Density ratio effects on the simulated plane turbulent mixing layer

Abstract

We present the results from a large eddy simulation (LES) study of the plane turbulent mixing layer, at various values of density ratio, and velocity ratio, between the constituent freestreams. The inflow conditions are representative of those found in laboratory experiments with clean laminar upstream initial conditions. A low-Mach number approximation solver is used to perform the LES, and an inflow condition generator produces upstream conditions which mimic those found in laboratory experiments. The simulated mixing layers display modifications to the visual thickness growth rate as a function of density and velocity ratio that are in excellent agreement with experimental observations. The mean flow statistics are biased toward the low-density stream, and the magnitude of the turbulent statistics display a functional dependence on the velocity ratio, for non-uniform density flows. The “Brown–Roshko” structure is observed for all values of density ratio.
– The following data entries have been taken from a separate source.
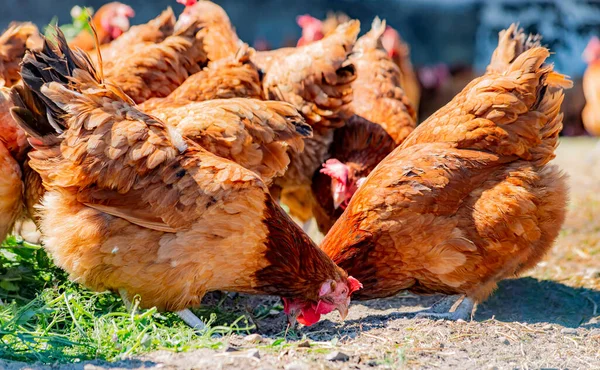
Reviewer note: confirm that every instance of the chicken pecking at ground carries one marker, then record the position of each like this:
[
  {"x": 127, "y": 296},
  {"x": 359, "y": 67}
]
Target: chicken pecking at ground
[
  {"x": 316, "y": 79},
  {"x": 12, "y": 147},
  {"x": 132, "y": 206},
  {"x": 469, "y": 198},
  {"x": 110, "y": 21},
  {"x": 382, "y": 117}
]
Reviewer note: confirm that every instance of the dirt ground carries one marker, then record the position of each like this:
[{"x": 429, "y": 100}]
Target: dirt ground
[{"x": 548, "y": 319}]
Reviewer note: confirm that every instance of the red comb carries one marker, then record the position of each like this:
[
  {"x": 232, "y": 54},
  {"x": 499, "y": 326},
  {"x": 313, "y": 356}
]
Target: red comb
[
  {"x": 306, "y": 19},
  {"x": 354, "y": 284},
  {"x": 187, "y": 2}
]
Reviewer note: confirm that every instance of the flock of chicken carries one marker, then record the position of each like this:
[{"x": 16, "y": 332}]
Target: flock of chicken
[{"x": 155, "y": 164}]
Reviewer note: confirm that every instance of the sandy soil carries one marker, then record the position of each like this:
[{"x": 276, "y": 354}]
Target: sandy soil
[{"x": 548, "y": 319}]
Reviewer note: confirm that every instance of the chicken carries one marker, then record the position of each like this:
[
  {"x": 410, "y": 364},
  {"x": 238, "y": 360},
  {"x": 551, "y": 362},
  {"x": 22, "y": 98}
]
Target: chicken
[
  {"x": 382, "y": 118},
  {"x": 155, "y": 31},
  {"x": 227, "y": 78},
  {"x": 469, "y": 198},
  {"x": 399, "y": 51},
  {"x": 110, "y": 21},
  {"x": 12, "y": 146},
  {"x": 591, "y": 88},
  {"x": 13, "y": 43},
  {"x": 220, "y": 38},
  {"x": 314, "y": 29},
  {"x": 316, "y": 79},
  {"x": 148, "y": 70},
  {"x": 132, "y": 206},
  {"x": 255, "y": 134}
]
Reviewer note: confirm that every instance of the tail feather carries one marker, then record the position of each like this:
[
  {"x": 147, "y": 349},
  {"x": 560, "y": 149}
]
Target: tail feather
[
  {"x": 53, "y": 78},
  {"x": 512, "y": 43}
]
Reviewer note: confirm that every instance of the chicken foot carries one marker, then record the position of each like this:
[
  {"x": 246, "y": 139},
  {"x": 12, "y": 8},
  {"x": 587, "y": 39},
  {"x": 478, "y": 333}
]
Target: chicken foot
[
  {"x": 442, "y": 309},
  {"x": 186, "y": 315}
]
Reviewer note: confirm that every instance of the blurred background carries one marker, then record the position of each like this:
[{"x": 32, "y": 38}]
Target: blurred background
[{"x": 451, "y": 41}]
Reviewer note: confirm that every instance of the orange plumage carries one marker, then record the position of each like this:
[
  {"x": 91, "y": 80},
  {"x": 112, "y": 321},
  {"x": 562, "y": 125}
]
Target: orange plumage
[
  {"x": 469, "y": 198},
  {"x": 382, "y": 117},
  {"x": 591, "y": 88},
  {"x": 133, "y": 205}
]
It is shown that the mean structure spacing is a function of both density ratio and velocity ratio, with the mean structure spacing scaling universally as approximately 1.5 times the local visual thickness. The evolution of the streamwise structure is functionally the same for all values of density ratio, and the streamwise structures lose their coherence downstream of a non-dimensional pairing parameter greater than 16, corresponding to the third generation of interactions between primary spanwise structures. The influence of baroclinic torque on the variable density flow is examined. The results of the study are discussed in the context of the archival literature.